投資は(いろいろなスタイルがあることは承知の上ですが)、今あなたが使わないお金を、企業や経済の成長のためにあなた以外の誰かに使ってもらうことです。
株式や債券を保有する(あるいはそれらが含まれる投資信託を保有する)ことは、あなたのお金を企業や国、地方自治体などにいったん預けて活用してもらうことです。
企業であれば、新商品の開発や生産、広告宣伝などの費用を確保することになります。国や地方自治体であれば、国内産業の発展や地元企業の成長のためにその資金を先取りして使うことができます。税収を得てから道路や企業団地をつくるようでは、成長の遠回りをしているようなものです。
あなたがもらえるリターンの源泉は、企業や社会の成長そのものです。どんな企業も衰退したいと思って事業展開をしているわけではありませんし、長期的にみれば社会全体は成長していきます。
企業の成長は社会の豊かさとあいまって促され、そこから私たちが投資で受け取るキャピタルゲイン(株式売却益)やインカムゲイン(配当)が生まれます。
この20年、こんなに私たちは豊かになっている
よく、「日本は豊かになっていない」といわれます。でもそれは本当でしょうか。
モノの値段が上がらず、むしろクオリティーが上がっているとしたら、そこにはとてつもない企業努力が隠されているはずです。それはファッションブランドの新作ウエアであったり、ファミリーレストランの人気メニューであったり、100円ショップのとても便利な新商品であったりします。
あるいは、まったくの新しいイノベーションが私たちを便利にしてくれることもあります。いまでは身近なスマートフォンやタブレット端末も、実は2000年には存在しなかったテクノロジーです。
テレビはアナログから地上デジタル放送になり、タブレットを使ってどこからでもドラマやアニメを見られます。音楽も同様です。
便利なEC(電子商取引)サイト、株式などをインターネット経由で取り引きする「オンライントレード」、SNS(交流サイト)などの情報サービスも、実用的なものとして私たちの生活を支え始めたのはまだ10年くらい前のことです。

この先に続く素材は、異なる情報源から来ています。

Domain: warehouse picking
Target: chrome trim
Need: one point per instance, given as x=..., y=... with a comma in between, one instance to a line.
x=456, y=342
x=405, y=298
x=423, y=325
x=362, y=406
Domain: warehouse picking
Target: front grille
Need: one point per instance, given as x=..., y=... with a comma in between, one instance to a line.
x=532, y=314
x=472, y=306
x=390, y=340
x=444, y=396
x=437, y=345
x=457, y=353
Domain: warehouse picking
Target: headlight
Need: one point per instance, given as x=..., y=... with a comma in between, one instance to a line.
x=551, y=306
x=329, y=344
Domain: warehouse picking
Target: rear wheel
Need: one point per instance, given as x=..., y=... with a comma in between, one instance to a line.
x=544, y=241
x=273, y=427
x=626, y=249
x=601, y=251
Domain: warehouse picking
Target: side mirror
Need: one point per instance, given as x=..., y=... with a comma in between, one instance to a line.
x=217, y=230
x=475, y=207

さらに前世紀を20年ほどさかのぼれば、固定電話しかなく、パソコンもなく(仕事は全部紙でやる)、独身暮らしの部屋は風呂もトイレもない木造でした。
私たちは徐々に豊かになっていくのでピンときていないのですが、間違いなく「数十年前よりも豊か」になっています。
そしてそれこそが、経済の成長であるわけです。